Neue Zugänge zu einer Kunst des Augenblicks

Marilia Furman, Not-simultaneous and combined evolution of crash, 2015
Die Ausstellung "Now/Here" am Franz-Josefs-Kai 3 füllt Lücken im Wiener Kunstgeschehen.

Dass Kunst nicht immer von vorne bis hinten durchgeplant sein muss, sieht man an Raphael Heftis ausdrucksstarken Fotogrammen („Lycopodium“): Der Schweizer legt Fotopapier in einem Bunker aus und initiiert eine Staubexplosion – was dann den Weg aufs Foto findet, kann er nicht beeinflussen. Gerade deshalb beeindrucken die Fotos mit ihrer enormen Bandbreite an Form- und Farbkombinationen.

Hier und jetzt

Mit diesem und vielen anderen Werken stellt die Gruppenausstellung NOW/HERE die Ästhetik des Augenblicks in den Vordergrund: „It’s ’here’ and ’now’, and nowhere else“, lautet das Motto.
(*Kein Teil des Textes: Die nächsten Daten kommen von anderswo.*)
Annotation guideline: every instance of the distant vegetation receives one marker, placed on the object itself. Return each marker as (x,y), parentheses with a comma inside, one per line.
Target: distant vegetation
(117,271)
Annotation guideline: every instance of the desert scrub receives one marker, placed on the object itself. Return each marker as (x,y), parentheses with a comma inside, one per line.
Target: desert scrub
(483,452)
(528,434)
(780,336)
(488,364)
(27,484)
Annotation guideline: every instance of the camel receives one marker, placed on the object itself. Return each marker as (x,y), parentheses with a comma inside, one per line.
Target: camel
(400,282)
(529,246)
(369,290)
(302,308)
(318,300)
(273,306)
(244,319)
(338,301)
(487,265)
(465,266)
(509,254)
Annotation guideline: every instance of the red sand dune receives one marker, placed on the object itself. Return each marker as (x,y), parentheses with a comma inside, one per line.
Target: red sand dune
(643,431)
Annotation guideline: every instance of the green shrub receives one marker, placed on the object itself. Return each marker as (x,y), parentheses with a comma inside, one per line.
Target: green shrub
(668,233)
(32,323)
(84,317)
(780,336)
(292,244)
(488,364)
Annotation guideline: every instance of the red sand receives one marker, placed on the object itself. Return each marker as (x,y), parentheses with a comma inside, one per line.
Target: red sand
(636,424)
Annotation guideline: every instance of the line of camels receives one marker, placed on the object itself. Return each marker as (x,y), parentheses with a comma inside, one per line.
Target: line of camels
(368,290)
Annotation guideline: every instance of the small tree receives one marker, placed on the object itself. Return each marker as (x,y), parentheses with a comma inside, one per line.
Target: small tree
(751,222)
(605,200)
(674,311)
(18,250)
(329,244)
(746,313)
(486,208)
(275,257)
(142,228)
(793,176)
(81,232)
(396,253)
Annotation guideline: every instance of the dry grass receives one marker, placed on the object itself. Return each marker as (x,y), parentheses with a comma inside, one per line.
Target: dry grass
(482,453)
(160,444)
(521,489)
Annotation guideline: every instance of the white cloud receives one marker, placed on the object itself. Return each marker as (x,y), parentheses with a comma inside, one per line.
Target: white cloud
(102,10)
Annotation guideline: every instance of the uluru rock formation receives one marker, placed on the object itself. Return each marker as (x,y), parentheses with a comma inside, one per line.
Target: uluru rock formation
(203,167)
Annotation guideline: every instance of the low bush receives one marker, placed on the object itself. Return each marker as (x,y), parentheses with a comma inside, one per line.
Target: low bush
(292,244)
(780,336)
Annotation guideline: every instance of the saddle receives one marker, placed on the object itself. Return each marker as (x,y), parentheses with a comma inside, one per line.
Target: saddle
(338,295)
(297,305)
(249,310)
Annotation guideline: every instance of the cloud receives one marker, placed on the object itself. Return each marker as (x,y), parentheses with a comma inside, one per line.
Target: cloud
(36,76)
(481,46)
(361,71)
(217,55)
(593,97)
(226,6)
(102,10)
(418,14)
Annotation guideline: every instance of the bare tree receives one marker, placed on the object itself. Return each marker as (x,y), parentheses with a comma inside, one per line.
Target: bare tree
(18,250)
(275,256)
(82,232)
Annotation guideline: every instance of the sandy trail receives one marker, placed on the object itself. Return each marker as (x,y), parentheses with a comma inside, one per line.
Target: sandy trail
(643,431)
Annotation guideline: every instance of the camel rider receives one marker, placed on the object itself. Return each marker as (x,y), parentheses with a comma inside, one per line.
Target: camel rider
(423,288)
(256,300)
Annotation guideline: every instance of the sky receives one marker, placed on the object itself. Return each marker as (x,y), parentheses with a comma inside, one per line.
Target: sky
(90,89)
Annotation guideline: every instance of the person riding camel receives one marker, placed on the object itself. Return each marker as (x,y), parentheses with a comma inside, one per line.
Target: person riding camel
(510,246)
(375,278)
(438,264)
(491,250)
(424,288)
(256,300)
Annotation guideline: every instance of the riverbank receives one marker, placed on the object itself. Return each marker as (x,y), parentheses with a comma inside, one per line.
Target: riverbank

Das Konzept von Marlies Wirth und Andreas Duscha ist auf die Begegnung von heimischen und internationalen Künstlern angelegt. Die Ausstellung will eine Ergänzung zum Wiener Kunstangebot sein und den Raum der ehemaligen BAWAG Contemporary neu beleben, was mit mit starken, aktuellen Werken durchaus gelingt.
Materialien und Herstellungsverfahren geben Einblick in das breite Spektrum des zeitgenössischen Kunstschaffens und wecken mit ihrer teils ungewohnten räumlichen Inszenierung die Neugier. Zugleich weisen die Werke untereinander enge Verbindungen auf. Zum Beispiel korrespondiert Lisa Oppenheims Video-Installation „Smoke“, in der Rauchschwaden katastrophaler Brände isoliert und als Wolken auf Leinwände projiziert werden, mit Max Schaffers „Cloud“, die aus silbernem Sandwich-Papier besteht.

Das wohl aufwändigste Projekt ist die Installation „Not-simultaneous and combined evolution of crash“ der brasilianischen Künstlerin Marilia Furman: Jeweils ein Eis- und ein Wachsblock von gleicher Größe werden von darüber platzierten Heizlampen parallel geschmolzen.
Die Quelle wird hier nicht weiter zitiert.